Buying health insurance? Seven key things you must check

To avoid a rude shock when you need it the most, ensure you sift through health insurance plan's document online

7 key things to check before buying health insurance

dhanak हिंदी में भी पढ़ें read-in-hindi

Insurance often holds surprises for policyholders when they need it the most. You must have heard many such stories. Therefore, reading the fine print before purchasing a health insurance plan is essential. Sure, reading the terms and conditions of a plan may seem daunting, but you can use a quick shortcut (Ctrl + F) to search for the important terms by accessing the document online.

The keywords you need to look out for in the specimen are as follows:


  • What it means: Many health insurance policies add specific sub-limits, which cap expenses like room rent, ICU charges and doctor's fees. For instance, a policy might restrict room rent to 1 per cent and ICU charges to 2 per cent of the total insured amount. For example, a Rs 10 lakh policy may only cover up to Rs 10,000 for room rent and Rs 20,000 for ICU charges per day.
  • What you should do: Please check the sub-limit. Having a low sub-limit for basic expenses like room rent can be problematic when you need care the most. In fact, it's better to pick a plan without these restrictions. The fewer the sub-limits, the more beneficial the plan.
  • Did you know?: Health insurance plans typically under Rs 10 lakh are more likely to impose such sub-limits.


  • What it means: This clause requires you to pay a specific percentage of the medical expenses. For instance, if there is a 10 per cent co-payment clause on a hospital bill of Rs 5 lakh, the insurance company will cover up to Rs 4.5 lakh. The remaining amount, which is Rs 50,000 in this case, will have to be paid by you.
  • Did you know?: That said, this clause usually applies to policies for people aged 60 and above. It's crucial to review this aspect, especially when purchasing health insurance for seniors.
  • What you should do: Needless to say, a policy with a lower co-payment percentage is preferable.


  • What it means: Insurance policies don't cover all medical conditions and treatments. These exclusions can be split into permanent or temporary. For instance, dental care, cosmetic procedures and HIV treatment are typically not covered by health insurance and are considered permanent exclusions.

    For pre-existing conditions like diabetes and hypertension, coverage begins after a 'waiting period', which can range from two to four years, depending on the insurer. These are temporary exclusions.
  • What you should do: If you have illnesses or conditions that fall under 'temporary exclusions,' aim for a policy with the shortest waiting period possible.

Restoration benefit

  • What it means: This perk refreshes your sum insured if it's used up within a year. Assuming a Rs 10 lakh insurance plan is exhausted due to hospitalisation, insurers replenish the entire amount. In other words, your policy's sum insured is restored to the original amount of Rs 10 lakh.
  • Did you know?: Some insurers allow unlimited restorations, while others cap it just once.
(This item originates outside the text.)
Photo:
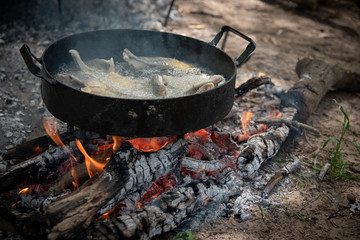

Further, some policies do not allow the restoration benefit for the same illness and treatment.
  • What you should do: While restoration benefits might seem appealing at first glance, they could be a costly feature. Hence, it's wise not to prioritise policies based solely on the number of restorations, as they can significantly increase premiums.

Annual medical test

  • What it means: Increasingly, insurance policies are offering coverage for annual health check-ups.
  • What you should know: While this isn't a required benefit, it's certainly worth considering. That said, do investigate in which centres these check-ups can be performed, the types of tests included and if you can avail of these services on a cashless basis.

Pre- and post-hospitalisation

  • What it means: Most health plans cover treatment expenses before and after hospitalisation.
  • Did you know?: The duration of the treatment period can differ.
  • What you should do: Ideally, you should seek a plan that offers at least 30 days of coverage for treatments before hospital admission and between 30 to 60 days for care after discharge.

Domiciliary hospitalisation or treatment at home

  • What it means: COVID brought this clause into sharp focus. This feature becomes relevant when hospitalisation is necessary but impossible, either due to a lack of available beds or because the patient's condition prevents them from being transported to a medical facility.
  • Did you know?: It's common for insurance companies to impose certain restrictions on this benefit. For instance, they often allow at-home treatment for up to three days only.
  • What you should do: Having home healthcare options in your insurance plan can be advantageous, assuming this added feature doesn't significantly increase your premium.

To conclude, we suggest you check for terms like sub-limits, co-pay, exclusions and restoration benefits and consider perks like annual health checks, pre- and post-hospitalisation benefits and at-home treatment features.

Making informed decisions means you're not just buying health insurance, you're investing in peace of mind in times of trouble.